Table of Contents Author Guidelines Submit a Manuscript
International Journal of Computer Games Technology
Volume 2014, Article ID 138596, 18 pages
http://dx.doi.org/10.1155/2014/138596
Research Article

Dead Reckoning Using Play Patterns in a Simple 2D Multiplayer Online Game

1Faculty of Business and I.T., University of Ontario Institute of Technology, Oshawa, ON, Canada L1H 7K4
2School of Computer Science, Carleton University, Ottawa, ON, Canada K1S 5B6

Received 5 January 2014; Revised 27 March 2014; Accepted 1 April 2014; Published 12 May 2014

Academic Editor: Abdennour El Rhalibi

Copyright © 2014 Wei Shi et al. This is an open access article distributed under the Creative Commons Attribution License, which permits unrestricted use, distribution, and reproduction in any medium, provided the original work is properly cited.

Abstract

In today’s gaming world, a player expects the same play experience whether playing on a local network or online with many geographically distant players on congested networks. Because of delay and loss, there may be discrepancies in the simulated environment from player to player, likely resulting in incorrect perception of events. It is desirable to develop methods that minimize this problem. Dead reckoning is one such method. Traditional dead reckoning schemes typically predict a player’s position linearly by assuming players move with constant force or velocity. In this paper, we consider team-based 2D online action games. In such games, player movement is rarely linear.
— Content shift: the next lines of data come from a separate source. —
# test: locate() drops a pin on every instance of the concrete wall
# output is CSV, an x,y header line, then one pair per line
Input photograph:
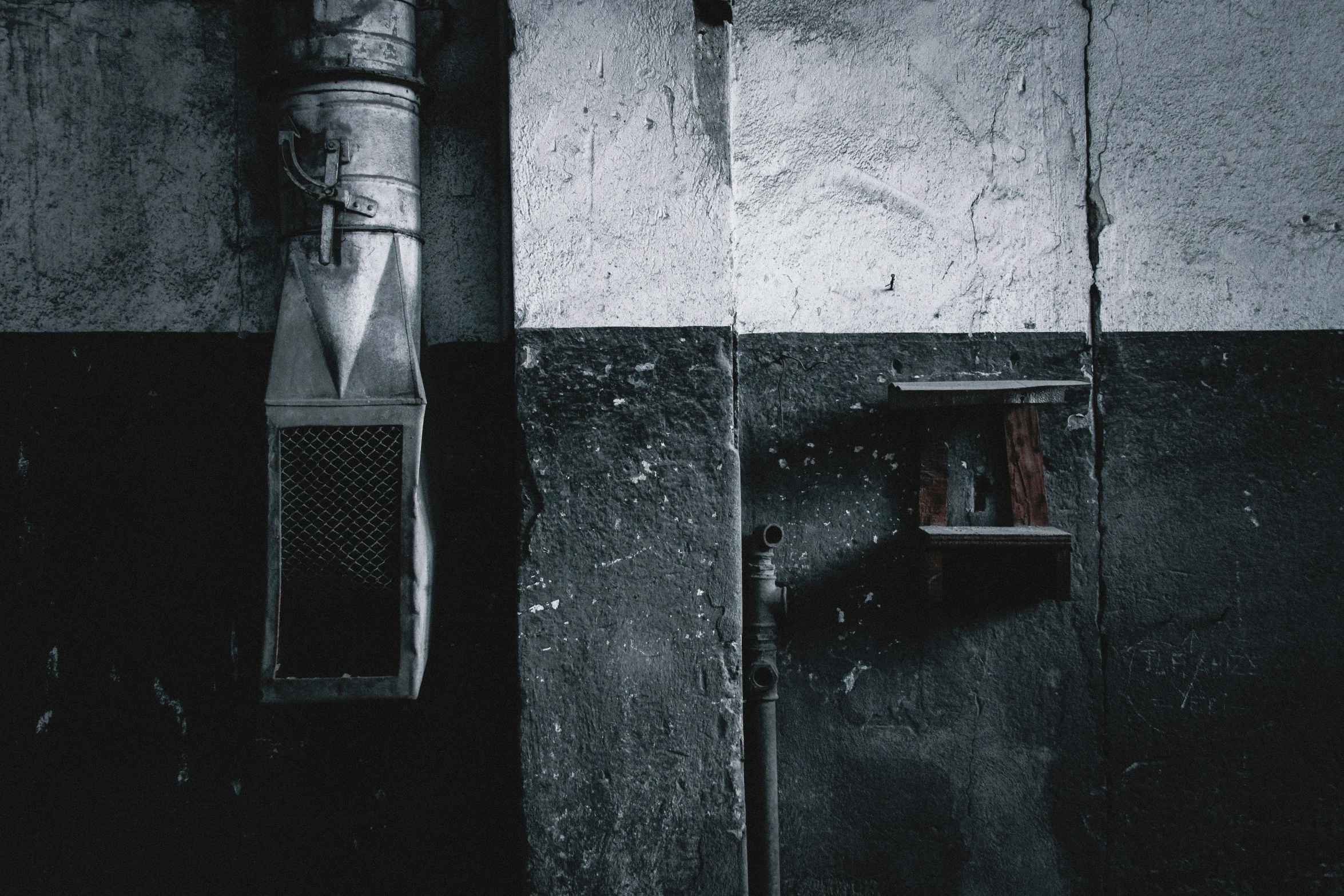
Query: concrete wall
x,y
909,167
621,194
1216,172
139,189
717,242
Consequently, we implemented such a game to act as a test harness we used to collect a large amount of data from playing sessions involving a large number of experienced players. From analyzing this data, we identified play patterns, which we used to create three dead reckoning algorithms. We then used an extensive set of simulations to compare our algorithms with the IEEE standard dead reckoning algorithm and with the recent “Interest Scheme” algorithm. Our results are promising especially with respect to the average export error and the number of hits.